“To happiness, health and laughter in all your days.”
I have NEVER been to a wedding where anyone toasted anything other than fluffy love stuff. Let’s be honest, marriage isn’t all sunshine and rainbows. It is definitely one of the greatest commitments and acts of love there is. That doesn’t mean there isn’t a thunderstorm or two before the rainbow. If you want to give the beaming bride and groom some advice, you might as well be real about it.
So, the next time you hear, “To the bride and groom…” just remember what helpful advice could follow.
1. “…may the odds forever be in your favor.”
I don’t care who you are, marriage takes work and commitment. It doesn’t matter if you’ve been married 65 years or 5 years, the fact that you are still married says a lot about you and your spouse. At any point in time, that couple married for 65 years could have thrown in the towel and called it quits. Marriage is wonderful and grand when two people are committed to making it work and fighting for their love. The true love story is the one tangled with ups and downs, highs and lows, the good and the bad, and everything in between. As a newlywed, it’s easy to assume it will only be happiness, health and laughter. The rest of us know it’s so much more.
2. “…say goodbye to who you thought you were.”
This isn’t necessarily a bad thing. As a newlywed, you might think you know exactly who you are and who you are marrying. You don’t. Marriage brings out a different side of you that you didn’t know exists. The two single people that got engaged are different than the two engaged people that got married.
3. “…buy stock in odor neutralizer.”
Seriously, I thought I knew my husband before we got married, but you don’t really know someone until you’ve been putting on make-up at the bathroom mirror while your husband victimizes the toilet. After 10 years of marriage, I still wish I had never been introduced to that part of him. And, guess what? Girls poop, too. You didn’t really think she was just powdering her nose in there, did you?

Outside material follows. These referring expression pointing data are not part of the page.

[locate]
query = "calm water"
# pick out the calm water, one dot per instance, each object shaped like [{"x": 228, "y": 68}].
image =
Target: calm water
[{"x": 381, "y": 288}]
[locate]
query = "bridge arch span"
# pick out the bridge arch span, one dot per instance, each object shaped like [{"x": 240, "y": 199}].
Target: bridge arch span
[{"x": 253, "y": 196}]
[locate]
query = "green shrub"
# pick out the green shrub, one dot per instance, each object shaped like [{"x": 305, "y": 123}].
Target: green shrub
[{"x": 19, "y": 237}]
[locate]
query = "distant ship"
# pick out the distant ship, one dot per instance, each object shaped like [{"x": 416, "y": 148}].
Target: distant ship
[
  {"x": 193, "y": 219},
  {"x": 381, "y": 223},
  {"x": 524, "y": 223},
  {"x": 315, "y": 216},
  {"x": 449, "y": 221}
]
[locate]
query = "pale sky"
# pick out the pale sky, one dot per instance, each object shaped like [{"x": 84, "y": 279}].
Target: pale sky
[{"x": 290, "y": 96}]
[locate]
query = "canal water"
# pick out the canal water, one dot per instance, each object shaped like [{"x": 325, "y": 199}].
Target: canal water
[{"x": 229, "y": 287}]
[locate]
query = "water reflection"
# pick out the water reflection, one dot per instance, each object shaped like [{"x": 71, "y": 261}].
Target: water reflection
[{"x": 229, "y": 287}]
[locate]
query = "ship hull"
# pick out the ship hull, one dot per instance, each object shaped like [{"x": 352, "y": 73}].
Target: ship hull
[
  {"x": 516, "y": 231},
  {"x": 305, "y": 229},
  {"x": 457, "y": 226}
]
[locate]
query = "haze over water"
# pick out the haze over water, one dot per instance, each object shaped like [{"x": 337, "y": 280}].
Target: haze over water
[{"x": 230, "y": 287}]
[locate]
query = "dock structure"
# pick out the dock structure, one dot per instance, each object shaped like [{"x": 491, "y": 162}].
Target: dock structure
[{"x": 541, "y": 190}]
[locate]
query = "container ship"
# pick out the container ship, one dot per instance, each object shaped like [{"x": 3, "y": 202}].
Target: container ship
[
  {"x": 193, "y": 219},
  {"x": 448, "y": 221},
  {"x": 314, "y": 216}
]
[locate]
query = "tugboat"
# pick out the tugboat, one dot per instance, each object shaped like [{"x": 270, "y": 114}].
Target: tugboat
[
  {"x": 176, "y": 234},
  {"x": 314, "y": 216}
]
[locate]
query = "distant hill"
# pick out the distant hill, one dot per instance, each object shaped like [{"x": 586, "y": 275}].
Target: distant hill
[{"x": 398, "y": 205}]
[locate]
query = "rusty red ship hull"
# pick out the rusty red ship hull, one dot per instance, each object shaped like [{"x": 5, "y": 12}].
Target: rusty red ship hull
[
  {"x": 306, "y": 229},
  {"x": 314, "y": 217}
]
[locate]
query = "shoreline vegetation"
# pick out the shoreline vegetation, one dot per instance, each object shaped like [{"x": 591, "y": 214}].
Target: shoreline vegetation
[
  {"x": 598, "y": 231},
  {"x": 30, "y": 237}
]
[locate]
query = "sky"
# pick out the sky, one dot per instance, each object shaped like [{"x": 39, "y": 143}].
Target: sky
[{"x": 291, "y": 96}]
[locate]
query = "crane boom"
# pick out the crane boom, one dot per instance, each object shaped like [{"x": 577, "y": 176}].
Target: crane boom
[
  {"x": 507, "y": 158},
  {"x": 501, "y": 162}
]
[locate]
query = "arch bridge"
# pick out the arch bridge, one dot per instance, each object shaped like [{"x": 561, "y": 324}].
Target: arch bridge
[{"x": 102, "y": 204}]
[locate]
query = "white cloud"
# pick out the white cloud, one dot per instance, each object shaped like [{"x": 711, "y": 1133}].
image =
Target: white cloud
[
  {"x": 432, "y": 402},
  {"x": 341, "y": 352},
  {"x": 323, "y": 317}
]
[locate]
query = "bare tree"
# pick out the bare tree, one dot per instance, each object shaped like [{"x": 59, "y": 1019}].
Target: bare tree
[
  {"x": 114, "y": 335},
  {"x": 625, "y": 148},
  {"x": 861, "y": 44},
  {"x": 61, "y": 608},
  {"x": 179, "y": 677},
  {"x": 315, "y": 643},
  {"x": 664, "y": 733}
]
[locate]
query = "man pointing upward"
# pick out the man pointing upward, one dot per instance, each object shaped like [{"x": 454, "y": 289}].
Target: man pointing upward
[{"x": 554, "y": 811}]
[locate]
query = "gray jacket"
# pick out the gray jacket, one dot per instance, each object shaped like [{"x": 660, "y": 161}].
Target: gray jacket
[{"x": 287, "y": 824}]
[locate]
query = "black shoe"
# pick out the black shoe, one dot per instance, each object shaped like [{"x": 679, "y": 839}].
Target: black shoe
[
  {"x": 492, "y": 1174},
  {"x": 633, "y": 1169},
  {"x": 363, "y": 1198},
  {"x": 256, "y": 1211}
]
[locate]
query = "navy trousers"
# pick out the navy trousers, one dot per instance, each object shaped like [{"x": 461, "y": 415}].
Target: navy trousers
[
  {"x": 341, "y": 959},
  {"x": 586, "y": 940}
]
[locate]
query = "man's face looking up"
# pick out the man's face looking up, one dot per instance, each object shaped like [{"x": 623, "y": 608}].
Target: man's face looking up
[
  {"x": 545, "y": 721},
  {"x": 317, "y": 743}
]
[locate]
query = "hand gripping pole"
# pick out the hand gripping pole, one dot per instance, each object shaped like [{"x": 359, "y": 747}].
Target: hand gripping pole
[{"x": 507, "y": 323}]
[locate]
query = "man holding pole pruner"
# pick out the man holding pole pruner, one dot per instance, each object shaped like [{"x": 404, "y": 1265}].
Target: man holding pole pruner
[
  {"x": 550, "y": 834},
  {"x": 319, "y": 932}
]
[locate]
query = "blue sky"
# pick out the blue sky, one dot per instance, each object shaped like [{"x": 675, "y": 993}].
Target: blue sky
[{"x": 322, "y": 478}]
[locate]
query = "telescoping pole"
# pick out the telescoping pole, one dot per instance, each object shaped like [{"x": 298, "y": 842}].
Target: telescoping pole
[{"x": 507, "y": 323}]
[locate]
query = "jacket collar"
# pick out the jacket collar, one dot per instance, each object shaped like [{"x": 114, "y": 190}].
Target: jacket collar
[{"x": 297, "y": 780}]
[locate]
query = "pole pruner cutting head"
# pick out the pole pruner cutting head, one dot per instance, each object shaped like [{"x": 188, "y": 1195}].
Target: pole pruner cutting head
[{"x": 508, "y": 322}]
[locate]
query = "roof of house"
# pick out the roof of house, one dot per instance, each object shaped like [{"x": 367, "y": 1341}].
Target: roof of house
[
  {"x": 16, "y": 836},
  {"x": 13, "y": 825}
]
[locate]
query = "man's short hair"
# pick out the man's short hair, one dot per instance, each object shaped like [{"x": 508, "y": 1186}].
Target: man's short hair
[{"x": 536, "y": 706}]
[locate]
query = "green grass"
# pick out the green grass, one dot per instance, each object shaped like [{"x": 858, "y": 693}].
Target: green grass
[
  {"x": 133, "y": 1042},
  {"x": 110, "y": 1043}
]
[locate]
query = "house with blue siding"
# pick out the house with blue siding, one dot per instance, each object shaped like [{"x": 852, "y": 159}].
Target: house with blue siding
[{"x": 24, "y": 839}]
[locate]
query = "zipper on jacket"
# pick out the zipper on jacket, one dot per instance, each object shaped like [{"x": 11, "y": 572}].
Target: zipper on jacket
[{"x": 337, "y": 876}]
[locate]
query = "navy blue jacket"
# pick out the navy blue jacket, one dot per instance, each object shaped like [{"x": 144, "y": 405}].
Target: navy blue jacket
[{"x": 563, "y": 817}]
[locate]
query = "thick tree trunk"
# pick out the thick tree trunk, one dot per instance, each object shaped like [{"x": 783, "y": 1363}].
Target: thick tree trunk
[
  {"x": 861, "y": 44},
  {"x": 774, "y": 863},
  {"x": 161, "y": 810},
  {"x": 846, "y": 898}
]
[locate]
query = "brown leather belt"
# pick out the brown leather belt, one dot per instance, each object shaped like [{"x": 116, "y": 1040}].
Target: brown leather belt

4. “…she doesn’t really like sports.”
Once you are married, you don’t need to be on your best behavior anymore. While dating, she might have sat on the couch and rubbed your back while you watched Tiger Woods take an entire hour contemplating his putt. He might have sat through three hours of “The Bachelor” re-runs. Well, not anymore. Marriage is a safe zone, and you are able to let loose and be yourself. Not to say you weren’t before, but marriage gives you a little reassurance that it’s ok to disagree, and it’s even healthy to have separate likes and dislikes.
5. “…congratulations. You will now know the true meaning of compromise.”
Sure, you’ve compromised plenty of times before. Like that time you wanted to go to your friends Super Bowl party, and she wanted to go to her friend’s memorial for her dog. You compromised and spent a little time at both. It was hard, but you did what you had to do for your partner. Wrong. That was easy. Marriage means you have to compromise on bigger issues. Where you live, where you work, how you spend and don’t spend your money. The other person’s opinion matters just as much as your own. Blending two lives into one is hard business.
So, let’s make a toast to the newlyweds as they prepare themselves for the reality of marriage. It is great, happy and even fun. However, it’s easy to forget that there is work involved in maintaining that marital bliss. Sometimes that truth is a little hard to swallow. But finding someone who makes you happy and wants to share his life with you in spite of it all? It’s well worth it.